What is a PBOM and why does OX Security use it?

PBOM (Pipeline Bill of Materials) extends the SBOM concept from “what libraries am I using?” to “what is everything that touches my code from design to deployment, and what is its risk state?” — inventorying components, dependencies, configurations, and risk signals across the full delivery pipeline, including AI-generated code patterns like improper STDIO MCP configurations.

What is the ADS eight-pillar framework and who created it?

Forrester Senior Analyst Janet Worthington introduced Agentic Development Security in April 2026 after RSAC, defining eight pillars: code and dependency analysis, coding guardrails, triage and prioritisation, remediation, dynamic testing, quality gates, supply chain protection, and governance analytics. No current vendor covers all eight.

How do OX Security VibeSec and Apiiro Guardian Agent differ?

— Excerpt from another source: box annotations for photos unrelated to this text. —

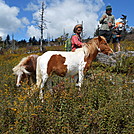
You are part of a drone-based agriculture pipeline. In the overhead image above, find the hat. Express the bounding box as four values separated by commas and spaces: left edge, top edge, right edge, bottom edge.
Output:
73, 24, 83, 33
106, 5, 112, 10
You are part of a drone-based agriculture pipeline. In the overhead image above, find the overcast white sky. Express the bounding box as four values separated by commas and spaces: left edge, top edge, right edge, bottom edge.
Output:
0, 0, 133, 40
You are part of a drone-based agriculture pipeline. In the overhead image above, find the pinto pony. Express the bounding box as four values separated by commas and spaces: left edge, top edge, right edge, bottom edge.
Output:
12, 55, 38, 87
36, 36, 113, 99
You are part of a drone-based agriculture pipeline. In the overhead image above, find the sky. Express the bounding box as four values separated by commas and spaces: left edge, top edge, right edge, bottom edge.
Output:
0, 0, 134, 41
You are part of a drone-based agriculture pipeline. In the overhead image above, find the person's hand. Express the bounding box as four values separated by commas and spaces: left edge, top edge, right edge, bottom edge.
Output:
81, 43, 86, 46
103, 15, 107, 19
116, 35, 121, 37
108, 22, 112, 27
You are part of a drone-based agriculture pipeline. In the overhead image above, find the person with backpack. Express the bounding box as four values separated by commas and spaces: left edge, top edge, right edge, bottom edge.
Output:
99, 5, 115, 43
71, 24, 85, 52
112, 22, 124, 52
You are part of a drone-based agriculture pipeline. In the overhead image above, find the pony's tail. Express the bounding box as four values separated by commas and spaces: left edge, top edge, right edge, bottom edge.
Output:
36, 57, 42, 88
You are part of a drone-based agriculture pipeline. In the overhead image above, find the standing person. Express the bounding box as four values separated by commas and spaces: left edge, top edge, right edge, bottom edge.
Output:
99, 6, 115, 43
112, 22, 123, 52
71, 24, 85, 52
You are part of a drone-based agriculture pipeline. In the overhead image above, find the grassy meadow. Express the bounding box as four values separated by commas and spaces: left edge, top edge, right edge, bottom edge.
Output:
0, 41, 134, 134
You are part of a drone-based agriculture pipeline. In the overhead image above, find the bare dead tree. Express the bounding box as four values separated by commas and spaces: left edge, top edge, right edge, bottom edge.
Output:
38, 2, 47, 52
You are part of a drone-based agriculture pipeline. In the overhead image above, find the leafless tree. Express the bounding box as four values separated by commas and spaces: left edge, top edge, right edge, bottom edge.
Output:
37, 2, 47, 51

Both prevent AI-generated code vulnerabilities, but at different points. VibeSec embeds security rules into AI coding editors and acts at code generation time; Guardian Agent intercepts at the prompt layer before generation begins, making it the earlier control in the pipeline. VibeSec is an editor integration; Guardian Agent operates upstream of the editor.

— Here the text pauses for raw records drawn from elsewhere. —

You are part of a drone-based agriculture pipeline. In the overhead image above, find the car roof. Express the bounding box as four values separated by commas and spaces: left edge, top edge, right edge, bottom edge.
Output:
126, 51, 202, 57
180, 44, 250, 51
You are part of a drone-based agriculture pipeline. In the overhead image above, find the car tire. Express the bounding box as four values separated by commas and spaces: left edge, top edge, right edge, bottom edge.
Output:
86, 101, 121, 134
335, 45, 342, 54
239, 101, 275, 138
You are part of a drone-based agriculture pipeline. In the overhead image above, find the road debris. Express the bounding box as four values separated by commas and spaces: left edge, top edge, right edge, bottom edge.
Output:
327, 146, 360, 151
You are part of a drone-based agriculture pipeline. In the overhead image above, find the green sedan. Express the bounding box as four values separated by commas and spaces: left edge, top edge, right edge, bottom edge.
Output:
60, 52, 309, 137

Does Wiz replace an AppSec platform or complement one?

Wiz functions as an ASPM extension of your cloud platform, not a standalone AppSec-first solution. Its code analysis depth is lower than Checkmarx, Cycode, or OX Security — best deployment is Wiz for cloud-to-runtime plus a code-first ASPM for the development lifecycle.

What is the Risk Intelligence Graph in Cycode?

Cycode’s Risk Intelligence Graph — also called the Context Intelligence Graph in current documentation — maps relationships between code, infrastructure, identities, and runtime environments, answering “is this vulnerability reachable in the production deployment path, and what is the blast radius?” rather than ranking by CVSS score alone.

When is it NOT worth buying a new AppSec platform?

If your current baseline (GHAS plus Snyk) covers ADS pillars 1, 3, and partial 7, and AI-generated code isn’t yet causing measurable production security incidents, defer the spend. A 50-person team without dedicated AppSec staff will get more value from running reachability analysis on existing findings than from adding another management layer.

What tools should my team use if we primarily use Cursor or Claude Code?

For Cursor-heavy teams, OX VibeSec and Apiiro Guardian Agent both support Cursor as an integration target. For teams using Claude Code, prompt-interception is the more relevant control since Claude Code operates outside traditional IDE integrations; Wiz also announced remediation Skills running natively inside Claude Code at Google Cloud Next 2026.

How does Reachability Analysis reduce alert fatigue?

Reachability analysis traces whether a vulnerability is actually reachable from a real execution path in the deployed application, surfacing only findings that can be triggered in production. OX Security, Cycode, and Apiiro all implement it; Cycode’s implementation achieves 94% noise reduction on the OWASP Benchmark.